"No one wears Skechers anymore," one of my preteens said the other day.
The other two chimed in with "Nope" and "Not uh" then a resounding three-party, "No!" when I said, "Really?! Come on."
This is a conversation many parents are regularly having with their children; a conversation that you're probably all-too familiar with. And, more than likely, have recently had with a child or two given the fact that school is back in session or soon will be for some.
This is not my first rodeo with preteen children. My oldest daughter is 25, but I didn't have to worry about whether she wanted to wear name-brand clothing or not. Amber had no desire to wear something that everyone else was wearing. Go figure, right? Even if I found the most recent popular item on the low-low she still refused to wear or use it. And if it were a style everyone was wearing, she didn't want that either.
I didn't raise my children with a name brand awareness. I support being stylish, but not necessarily brands. That worked out great with Amber, but it was not as successful with the younger children. I think for a variety of different reasons including they are so concerned with what other people will think (like most in their generation are) and they have familial influences that are not within my control.

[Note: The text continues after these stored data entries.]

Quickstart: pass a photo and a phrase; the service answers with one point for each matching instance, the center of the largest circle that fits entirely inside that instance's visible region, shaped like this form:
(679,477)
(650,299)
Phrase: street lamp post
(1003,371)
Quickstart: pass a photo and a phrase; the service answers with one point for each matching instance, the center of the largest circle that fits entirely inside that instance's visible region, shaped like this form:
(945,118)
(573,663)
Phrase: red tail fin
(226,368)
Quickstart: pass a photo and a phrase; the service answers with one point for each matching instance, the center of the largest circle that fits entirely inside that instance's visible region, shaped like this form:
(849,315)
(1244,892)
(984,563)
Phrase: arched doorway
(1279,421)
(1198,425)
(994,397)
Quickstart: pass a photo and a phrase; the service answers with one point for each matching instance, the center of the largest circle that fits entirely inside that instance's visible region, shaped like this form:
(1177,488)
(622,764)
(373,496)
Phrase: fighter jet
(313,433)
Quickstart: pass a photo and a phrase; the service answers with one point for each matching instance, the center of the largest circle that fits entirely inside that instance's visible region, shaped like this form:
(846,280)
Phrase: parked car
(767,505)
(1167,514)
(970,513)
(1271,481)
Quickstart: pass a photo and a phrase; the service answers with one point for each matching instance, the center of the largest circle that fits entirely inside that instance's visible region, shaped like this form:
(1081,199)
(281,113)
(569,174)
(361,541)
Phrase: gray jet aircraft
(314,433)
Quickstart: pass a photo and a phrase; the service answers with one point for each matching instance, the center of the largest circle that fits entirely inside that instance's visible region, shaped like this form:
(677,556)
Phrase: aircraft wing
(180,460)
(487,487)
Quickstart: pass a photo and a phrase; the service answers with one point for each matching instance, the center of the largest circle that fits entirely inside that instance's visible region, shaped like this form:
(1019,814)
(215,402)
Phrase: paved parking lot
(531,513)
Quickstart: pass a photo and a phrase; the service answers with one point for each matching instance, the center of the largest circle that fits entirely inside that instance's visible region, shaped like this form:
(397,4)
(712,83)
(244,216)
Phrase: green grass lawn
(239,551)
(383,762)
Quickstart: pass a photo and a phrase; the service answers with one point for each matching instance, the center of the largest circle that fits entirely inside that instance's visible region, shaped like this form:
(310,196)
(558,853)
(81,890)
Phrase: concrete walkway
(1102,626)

Here are 3 easy steps to winning the name brand debate that I have control over:
I've had to adjust my thinking just a bit. A couple of years ago I noticed for my son, who's two months shy of 13, that the brands Nike and Jordan, among others, are preferable. So, now I make sure I purchase sneakers that he'll not only wear, but love. And although my girls - ages 11 and 9 - have been fine with Champion, which you mostly find at Payless, and Skechers they prefer some of the more popular, i.e, high-end, brands now. This is important for them because right now we live in an area where people care about that sort of thing. It hasn't escaped me that my middle schooler hasn't worn her Skechers to school this year.
I may not agree with my children's reasoning for wanting a specific brand, but I respect how they feel about it. In addition to that, I can relate. I remember how it felt to be in school and concerned about what I was wearing compared to the other children. What's important to them is important to me.
I'm not opposed to buying them better, or more popular, brands as long as I can save money, which is why I do my research to find the best deals. When I'm shopping online I check the prices on Amazon and compare it to the brand's retail site. Depending on the brand, I'll search on Google to compare sites and eBay to find better deals.
I really like using Ebates to get cash back when I shop. It's my favorite cashback site to use, but I also have Swagbucks for cash back and deals as well as ShopAtHome.com deals that pop up on each site. As far as cash back is concerned I believe if you're going to shop online anyway then you might as well take advantage of getting the cash back offers.
3. Don't fight it
Now that such great deals can be found, what's the point in resisting the child's desire to have said items? I have to put it in this perspective: I wanted a Coach bag so I bought a Coach bag (at 50% off, by the way). Although I didn't buy it because I care about what other people think, the mere fact of having the bag made me feel good. I want my kids to feel the same way and absolutely love what they are wearing.
Let's review the 3 easy steps to winning the name brand debate:
- Listen. I listen to my children. I may not agree, but I respect how they feel about certain things and I have a vivid memory of how I felt about what I wore to school compared to what other children were wearing.
- Research. There's nothing like taking the time to find a good deal on tennis shoes or clothing. I love the feeling of finding exactly what my children want for a discounted price. Not only am I making them happy, but I've made myself happy by reducing the amount of money I'd normally have to pay. (Then I can buy another Coach bag!)
- Don't fight it. Keep this favorite prayer in mind: "God, grant me the serenity to accept the things I cannot change, The courage to change the things I can, and the wisdom to know the difference." When children get to a certain age we're not going to change their minds and what they want doesn't hurt anyone so just go with the flow. In the meantime, continue to share your perspective and wisdom with them.